Não sei quantos dias se dias se noites. Este delírio de velhos sem boca e os narizes de rato. Se alguma coisa bebi ou cheirei. Pode ser esta falta de luz. Os bolores que se agarram nojentos às mãos podres. Fungos. E o raspa raspa que não pára. Ratos ou. Enrolar-me de novo na manta de malha. E as mãos metidas coladas às pernas. Pijama morno. Depois há uma névoa no ar que foge do copo cheio de chá quente. Preto. E o cheiro azedo do corpo cansado suado e a mão medrosa que sai do pijama e se queima no copo de chá. Coisa pior. Morcegos mochos corujas. Quando eu era pequeno. Já sabes. Um morcego. Ou uma coruja. Já te contei tantas vezes. Mas esta não. Por isso ouve. Saindo da biblioteca da escola com o Darwin na mão. Anda cá. Vem ver. E eu fui. Fazia raspa raspa.

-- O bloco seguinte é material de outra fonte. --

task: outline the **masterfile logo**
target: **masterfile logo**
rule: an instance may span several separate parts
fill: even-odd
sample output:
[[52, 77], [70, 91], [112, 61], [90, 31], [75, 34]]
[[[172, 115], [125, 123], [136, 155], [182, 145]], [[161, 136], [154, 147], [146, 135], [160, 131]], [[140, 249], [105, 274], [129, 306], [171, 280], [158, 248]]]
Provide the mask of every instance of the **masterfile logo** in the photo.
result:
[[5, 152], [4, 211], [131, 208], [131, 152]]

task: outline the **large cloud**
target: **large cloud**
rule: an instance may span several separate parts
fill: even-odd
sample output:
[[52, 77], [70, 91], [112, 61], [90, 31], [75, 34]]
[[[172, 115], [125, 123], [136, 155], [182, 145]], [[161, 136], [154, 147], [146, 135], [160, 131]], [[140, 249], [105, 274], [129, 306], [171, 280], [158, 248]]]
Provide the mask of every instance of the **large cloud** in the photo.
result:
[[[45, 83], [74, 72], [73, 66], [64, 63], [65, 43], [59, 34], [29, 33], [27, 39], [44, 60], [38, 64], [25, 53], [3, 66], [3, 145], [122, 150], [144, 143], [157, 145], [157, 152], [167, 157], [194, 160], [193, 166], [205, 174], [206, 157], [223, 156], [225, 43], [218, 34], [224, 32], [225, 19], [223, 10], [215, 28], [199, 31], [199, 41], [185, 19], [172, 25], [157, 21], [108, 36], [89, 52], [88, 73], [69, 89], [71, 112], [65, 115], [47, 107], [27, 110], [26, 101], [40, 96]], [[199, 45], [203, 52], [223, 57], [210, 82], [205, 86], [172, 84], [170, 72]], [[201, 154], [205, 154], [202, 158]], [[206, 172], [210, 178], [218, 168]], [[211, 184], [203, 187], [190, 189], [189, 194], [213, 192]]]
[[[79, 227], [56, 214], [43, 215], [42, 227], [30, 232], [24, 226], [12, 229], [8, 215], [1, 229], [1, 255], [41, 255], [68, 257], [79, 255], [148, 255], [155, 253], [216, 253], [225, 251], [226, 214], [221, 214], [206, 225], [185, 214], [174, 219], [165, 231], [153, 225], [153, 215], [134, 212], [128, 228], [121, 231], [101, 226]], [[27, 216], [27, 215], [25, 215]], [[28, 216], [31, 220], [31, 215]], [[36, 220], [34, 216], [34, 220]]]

Não com a boca porque da boca não lhe sai nada que se possa ouvir. As unhas contra o cartão da caixa prisão. Um morcego negro e peludo. Pequenino. Anda. Dá-mo. Não disse. Pensei. Eu não falava. Só olhos e boca. E as pessoas olhavam com pena e pensavam coitadinho é parvinho. Às vezes diziam. E eu corava e apertava os lábios e não dizia nada. Um dia vais ver. Um dia vão ver todos. Desci as escadas com o Darwin e fui para casa enterrar-me no sofá ou na cama ou noutro sítio qualquer. Como um rato com asas. Se mo tivesse dado. Abria-lhe a caixa e soltava-o no meu quarto. De dia dormíamos os dois.

28.3.08

As algas

[Munch - Desespero]

Sacode as mãos assim. Depressa. O que é isso. Onde as. Há-de haver maneira. No mar. Lá em baixo. E uma noite ان شاء الله uma noite assim daquelas de céu cinzento. Para me poder ver. Os braços partidos ao longo do corpo. E a espuma salgada indo e vindo lambendo-me a cabeça. Negra de. Porque se beijasse não era assim. Sangue podre e algas.

27.3.08

Hic fuimus cari duo nos sine fine sodales

[George Calec Bingham - Comerciantes de peles descendo o Missouri]

à quoi bon les sanglots inonder les coussins
(cantado por Alex Beaupain)

Se fosse apenas a memória uma memória suja num rio. Se eu tivesse a ingenuidade de achar que não podia viver sem. Mas posso. E não quero. E por isso as noites já não me são o que. As águas calmas de esquecimento. De lama.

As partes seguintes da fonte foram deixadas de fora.